Sunday, March 02, 2003

Just finished watching "Like Water for Chocolate" based on the book Laura Esquival. Don't know if the movie was really able to capture the magical sense of exaggeration that's used in the book. So, read the book. But yes, it's another one of those movies where characters communicate through food. If only there was smell-ivision.

As for the pinakbet, it'll have to wait til at least Wednesday. Oh but the sweet rice and mangos, to drool for! Now if only there was someone to do the dishes..hmmm...

So, Ms. Winepoetics, just let me know when you have a wine for pinakbet and sweet rice with mangoes.

Dinner last night was also quite enjoyable. My friend's mother passed away recently and spent much of the evening exchanging family funeral stories. Funerals are really hilarious things. Don't get me wrong, the death itself is always hard and sometimes the pain of the loss never quite goes away. Death is one of our biggest fears. We're afraid of dying, afraid of loved ones dying, afraid of causing someone's death. But the process of funerals, particularly Filipino funerals, are tragicomedies.

On TV, most funerals are small somber occasions and weddings take 10 minutes. I've gone to maybe 2 weddings that actually took 10 minutes. And the funerals and wakes I've gone to are always filled with laughter. keep reading and I'll explain.

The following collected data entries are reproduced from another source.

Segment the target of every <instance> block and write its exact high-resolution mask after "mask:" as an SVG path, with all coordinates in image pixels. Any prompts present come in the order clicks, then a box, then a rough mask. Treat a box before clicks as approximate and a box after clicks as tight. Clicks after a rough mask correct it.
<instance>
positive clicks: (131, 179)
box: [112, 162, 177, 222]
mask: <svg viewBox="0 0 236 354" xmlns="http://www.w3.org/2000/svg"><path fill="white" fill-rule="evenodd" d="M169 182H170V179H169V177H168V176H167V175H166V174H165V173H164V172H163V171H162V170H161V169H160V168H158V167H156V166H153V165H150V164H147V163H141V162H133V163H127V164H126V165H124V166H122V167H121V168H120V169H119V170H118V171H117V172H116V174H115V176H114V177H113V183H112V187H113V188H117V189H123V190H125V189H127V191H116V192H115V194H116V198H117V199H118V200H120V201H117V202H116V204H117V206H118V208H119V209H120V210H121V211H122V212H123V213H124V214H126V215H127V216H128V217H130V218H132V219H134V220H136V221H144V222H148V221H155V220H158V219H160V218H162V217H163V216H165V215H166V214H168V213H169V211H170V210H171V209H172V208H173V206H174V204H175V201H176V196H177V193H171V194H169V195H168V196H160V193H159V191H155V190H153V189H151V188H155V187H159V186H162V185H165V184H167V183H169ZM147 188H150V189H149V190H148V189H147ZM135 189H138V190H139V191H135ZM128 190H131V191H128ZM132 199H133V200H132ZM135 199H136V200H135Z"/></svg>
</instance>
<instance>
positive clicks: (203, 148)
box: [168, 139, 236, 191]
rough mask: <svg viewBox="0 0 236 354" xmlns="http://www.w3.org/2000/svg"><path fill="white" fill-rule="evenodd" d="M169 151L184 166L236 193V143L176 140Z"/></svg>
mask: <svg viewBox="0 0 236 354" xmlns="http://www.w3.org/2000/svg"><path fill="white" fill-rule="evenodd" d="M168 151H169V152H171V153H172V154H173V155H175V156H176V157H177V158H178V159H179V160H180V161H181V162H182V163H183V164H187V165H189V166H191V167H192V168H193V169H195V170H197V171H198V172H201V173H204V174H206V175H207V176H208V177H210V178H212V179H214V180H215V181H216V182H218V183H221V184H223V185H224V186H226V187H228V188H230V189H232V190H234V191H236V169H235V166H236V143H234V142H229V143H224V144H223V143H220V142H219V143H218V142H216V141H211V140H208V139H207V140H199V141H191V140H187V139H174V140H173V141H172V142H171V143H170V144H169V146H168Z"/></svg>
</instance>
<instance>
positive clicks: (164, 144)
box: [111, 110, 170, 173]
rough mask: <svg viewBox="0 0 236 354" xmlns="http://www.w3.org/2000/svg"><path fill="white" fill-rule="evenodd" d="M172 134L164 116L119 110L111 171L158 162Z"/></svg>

First the family. If you ever wanted to know who you're related to, go to a funeral and you'll meet every single one of them. Especially if the deceased had contentious relationships with them. Filipinos fear ghosts more than anything else and they especially fear ghosts coming to visit them. So, if you had a bad despicable relationship with a deceased person, you BETTER go to the funeral and make amends before they take the elevator to the afterlife or else you'll have an unexpected house visit. And for proof that you went, take a picture with the casket, that way when the ghost comes by asking why you weren't there to say goodbye, you can show them the lovely picture. Like my friend's partner commented, "It was like the prom! I'd never seen so many pictures taken."

Prayer. According to Catholic tradition (most Filipinos start out Catholic) you're supposed to pray the rosary every day for the first 9 days from the day of death, on the 40th day, then at the 1 year anniversary. That's about 50 Hail Mary's, 6 Our Fathers, and about 100 different names for the Virgen Mary known as the litany. At least 30 minutes. Not only will the rosary be prayed, but if you're lucky, it's in a different language that you don't understand. Now, if family members converted to other religions, they'll want to pray too. but they usually want their own prayer session, so you might say the rosary 2-3 times in a day for each of the religions. It's not any different really. Filipinos will usually oblige even if it wasn't the deceased's religion because, well, at least somebody is praying for them and the more prayer the better. Saying the rosary could be an Olympic event for Filipinos, because there is always someone in the pews critiquing the way it's being led. They might as well be given score cards.

Lastly, it's all about the after wake dinner, where you greet all these relatives you never knew you had giving condolences then wanting a crash course cheat sheet on getting to know you in 2 minutes or less. Bonus footage is when you get to watch all these relatives who haven't spoke with each other in years trying to interact and have conversations, add drinking and gambling and oh what a night! hahaha! sigh, but they're family and they're the only ones you got.

Suffice it to say, there's not much room to deal with the actual grieving. But, that's a longer process. As a martial artists, death is something that sits in the back of my mind. I learn techniques to kill and hurt people. And I practice techniques so that I become more efficient at it. Not that I go out looking to hurt people. On the contrary, the better I get the less I desire to use any of it. But, if in a situation I might have to, but by all means avoid it.

In being a warrior, I must not be afraid of death. A story I heard from my teacher about his teacher, Grandmaster Ben Largusa, goes like this. The Grandmaster used to work at the postoffice, like many Filipino immigrants. Most of his coworkers never knew about his life as a martial artist, except for one, a young man, who every day asked the Grandmaster if he could test his skills with him. Each day the Grandmaster would say no. Then one day, the Grandmaster agreed to spar with him and met him outside. When the young man approached, the Grandmaster took a stance and said, "I'm ready to die. Are you ready to die?" well, of course, the young man wasn't. For the Grandmaster, doing kali wasn't a game.

So how can one be ready to die? Easy. By living well. By treating the people in your life well. By taking care of the things and people you are responsible for in your life. By creating good things in your life. If you have lived a good life, then dying becomes simply a process of life.

For the people left behind, all you can do is take each day. The time we have for people in our lives are limited. I have to believe that when people leave, they have completed their journey in this life. And in turn, gave us, all we needed to receive.

So, go, pick up the phone, call someone close to you, get to know them again and live life well.